Technology evolution is no longer keeping pace with the growth of data. We are facing problems storing and processing the huge amounts of data produced every day. People rely on data-intensive applications and new paradigms (for example, edge computing) to try to keep computation closer to where data is produced and needed. Thus, the need to store and query data in devices where capacity is surpassed by data volume is routine today, ranging from astronomy data to be processed by supercomputers, to personal data to be processed by wearable sensors. The scale is different, yet the underlying problem is the same.

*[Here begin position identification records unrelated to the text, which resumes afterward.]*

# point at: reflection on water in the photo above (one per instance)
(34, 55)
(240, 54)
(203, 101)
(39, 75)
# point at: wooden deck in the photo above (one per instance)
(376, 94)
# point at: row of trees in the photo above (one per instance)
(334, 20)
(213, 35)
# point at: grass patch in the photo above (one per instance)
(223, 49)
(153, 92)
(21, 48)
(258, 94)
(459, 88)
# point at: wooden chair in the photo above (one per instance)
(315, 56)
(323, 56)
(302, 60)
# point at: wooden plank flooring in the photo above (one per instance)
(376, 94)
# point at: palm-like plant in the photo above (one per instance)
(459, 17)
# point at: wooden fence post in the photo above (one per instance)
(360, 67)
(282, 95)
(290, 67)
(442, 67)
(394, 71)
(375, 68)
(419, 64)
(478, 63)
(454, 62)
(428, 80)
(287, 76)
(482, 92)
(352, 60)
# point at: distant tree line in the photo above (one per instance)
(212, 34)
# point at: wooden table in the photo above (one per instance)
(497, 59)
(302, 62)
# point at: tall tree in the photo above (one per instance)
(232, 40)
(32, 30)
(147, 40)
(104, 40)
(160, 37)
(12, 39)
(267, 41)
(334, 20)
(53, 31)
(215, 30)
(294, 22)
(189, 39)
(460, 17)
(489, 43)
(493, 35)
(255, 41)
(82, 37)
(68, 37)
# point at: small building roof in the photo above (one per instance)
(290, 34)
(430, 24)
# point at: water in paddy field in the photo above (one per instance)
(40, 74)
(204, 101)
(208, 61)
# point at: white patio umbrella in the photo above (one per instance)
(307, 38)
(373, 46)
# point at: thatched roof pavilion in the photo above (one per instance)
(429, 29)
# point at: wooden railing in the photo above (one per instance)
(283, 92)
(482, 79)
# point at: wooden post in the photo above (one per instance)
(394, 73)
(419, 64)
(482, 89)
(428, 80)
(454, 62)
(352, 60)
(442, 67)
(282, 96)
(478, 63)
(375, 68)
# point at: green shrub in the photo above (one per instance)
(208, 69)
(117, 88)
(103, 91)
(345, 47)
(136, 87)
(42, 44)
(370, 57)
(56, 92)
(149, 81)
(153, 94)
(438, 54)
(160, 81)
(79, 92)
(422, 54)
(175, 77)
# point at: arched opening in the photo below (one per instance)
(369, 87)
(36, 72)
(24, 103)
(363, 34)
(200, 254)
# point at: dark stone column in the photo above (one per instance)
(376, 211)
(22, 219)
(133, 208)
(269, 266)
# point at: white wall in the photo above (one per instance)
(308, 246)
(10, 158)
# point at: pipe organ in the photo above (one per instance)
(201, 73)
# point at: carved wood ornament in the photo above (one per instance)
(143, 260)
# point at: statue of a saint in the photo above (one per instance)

Keeping data structures in fast memory has been the major workhorse of compact data structures (CDS), with enormous practical benefits, such as speeding up data processing and querying.10 This has situated CDS at the forefront of research in data structures over the last 20 years. Remarkable contributions have been made, many of them by Latin American researchers, forming an active and prolific community spread mainly over three Chilean universities, and branching from there to other universities in Chile and Latin America as well as to Europe, the U.S., Canada, East Asia, and Australia. The senior researcher at Universidad de Chile is Gonzalo Navarro; the groups at Universidad Tecnica Federico Santa María and Universidad de Concepción are integrated by Diego Arroyuelo, José Fuentes-Sepúlveda, and Diego Seco. Here, we describe three success stories with strong roots in the region.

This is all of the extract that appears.